APBRmetrics

The discussion of the analysis of basketball through objective evidence, especially basketball statistics.
It is currently Mon Sep 25, 2017 6:44 pm

All times are UTC




Post new topic Reply to topic  [ 88 posts ]  Go to page Previous  1, 2, 3, 4, 5, 6  Next
Author Message
PostPosted: Thu Nov 15, 2012 6:13 pm 
Offline

Joined: Fri Apr 15, 2011 8:28 am
Posts: 802
This new metric consisting of recursively informed RAPM+BoxScoreRating is now on my website as "xRAPM" and has replaced RAPM

There are full lists of players for each year, like here http://stats-for-the-nba.appspot.com/ratings/2007.html
and team pages with player ratings of '13, like this http://stats-for-the-nba.appspot.com/teams/OKC.html

_________________
http://stats-for-the-nba.appspot.com/


Top
 Profile  
 
PostPosted: Thu Nov 15, 2012 7:20 pm 
Offline

Joined: Thu Apr 14, 2011 11:18 pm
Posts: 813
Location: Maine
Great!

Have you yet applied an aging curve to the priors for each player between seasons? That's critical in my opinion.

_________________
Developer of Box Plus/Minus
APBRmetrics Forum Administrator
GodismyJudgeOK.com/DStats/
Twitter.com/DSMok1


Top
 Profile  
 
PostPosted: Fri Nov 16, 2012 1:26 am 
Offline

Joined: Fri Nov 16, 2012 12:57 am
Posts: 5
J.E. wrote:
This new metric consisting of recursively informed RAPM+BoxScoreRating is now on my website as "xRAPM" and has replaced RAPM

There are full lists of players for each year, like here http://stats-for-the-nba.appspot.com/ratings/2007.html
and team pages with player ratings of '13, like this http://stats-for-the-nba.appspot.com/teams/OKC.html


JE, seems like I"m the only downer here, which made me decide to re-register.

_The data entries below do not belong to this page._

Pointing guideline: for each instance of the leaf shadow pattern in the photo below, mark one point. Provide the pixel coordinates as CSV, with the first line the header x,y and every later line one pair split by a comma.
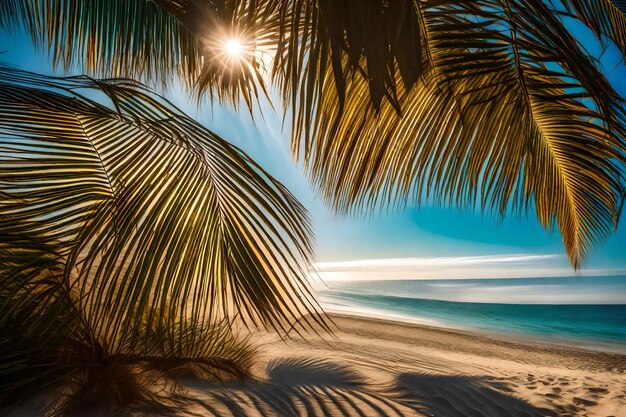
x,y
462,396
315,388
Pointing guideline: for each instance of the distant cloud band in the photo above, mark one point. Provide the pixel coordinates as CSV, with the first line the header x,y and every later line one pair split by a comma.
x,y
485,266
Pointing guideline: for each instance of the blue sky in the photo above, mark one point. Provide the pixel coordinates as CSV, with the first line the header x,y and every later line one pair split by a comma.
x,y
414,233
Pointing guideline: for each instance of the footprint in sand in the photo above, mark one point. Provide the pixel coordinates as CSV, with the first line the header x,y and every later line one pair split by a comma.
x,y
597,390
584,401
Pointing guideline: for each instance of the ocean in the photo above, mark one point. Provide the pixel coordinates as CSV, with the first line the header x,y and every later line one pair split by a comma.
x,y
587,312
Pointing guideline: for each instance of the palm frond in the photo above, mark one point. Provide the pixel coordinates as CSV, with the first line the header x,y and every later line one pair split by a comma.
x,y
147,207
505,119
607,18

I guess first and foremost: Can you please keep RAPM data available on your site in addition to the xRAPM data?

I understand that you are focused on using RAPM-based techniques to make for a single stat that gets closer to the holy grail, and I'm not against that. However, for those of us who are focused primarily in using various tools together to analyze a situation, the beauty of +/- data is in its unbiased orthogonality relative to the box score. So from my perspective right now, the site with the single best source of non-box score biased based data on the internet has gone and tossed that out and replaced it with something that really isn't the same thing.

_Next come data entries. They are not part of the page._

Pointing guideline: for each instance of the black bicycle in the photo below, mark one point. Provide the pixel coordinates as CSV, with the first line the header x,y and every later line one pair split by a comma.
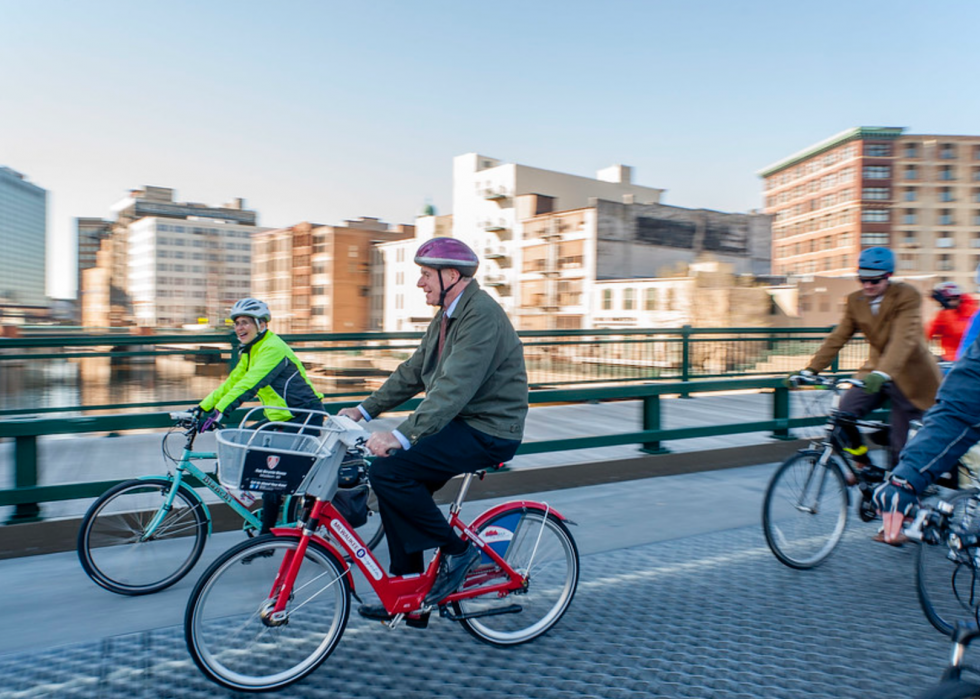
x,y
805,510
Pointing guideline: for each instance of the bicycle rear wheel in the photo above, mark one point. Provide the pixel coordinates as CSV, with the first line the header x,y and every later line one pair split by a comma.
x,y
947,581
805,510
539,546
228,629
111,544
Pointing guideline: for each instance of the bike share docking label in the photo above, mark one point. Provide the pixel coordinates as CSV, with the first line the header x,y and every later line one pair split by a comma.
x,y
359,551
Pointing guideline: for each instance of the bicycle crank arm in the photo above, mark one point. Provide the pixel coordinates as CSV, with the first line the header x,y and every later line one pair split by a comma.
x,y
511,609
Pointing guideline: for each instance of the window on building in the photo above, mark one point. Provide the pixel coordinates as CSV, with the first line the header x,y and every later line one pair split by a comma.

If people here believe I'm not understand the situation properly, please set me straight. Clearly though, box scores are being used, and now all of a sudden I see guys like McGrady & Paul who were loved by PER take a leap forward. Hard to imagine this is a coincidence.


Top
 Profile  
 
PostPosted: Fri Nov 16, 2012 11:36 am 
Offline

Joined: Sat Oct 27, 2012 12:30 pm
Posts: 408
I feel like pointing out that RAPM is biased by design, so whilst it may not suffer the same lack of completeness as the box-score it is biased in another way. I think the aim should be to minimize our errors in explaining future outcomes, and not worry so much about the 'purity' of our results. A good hack is a very valuable thing in stats, it can reveal a lot. However I can understand you wanting RAPM as well as xRAPM.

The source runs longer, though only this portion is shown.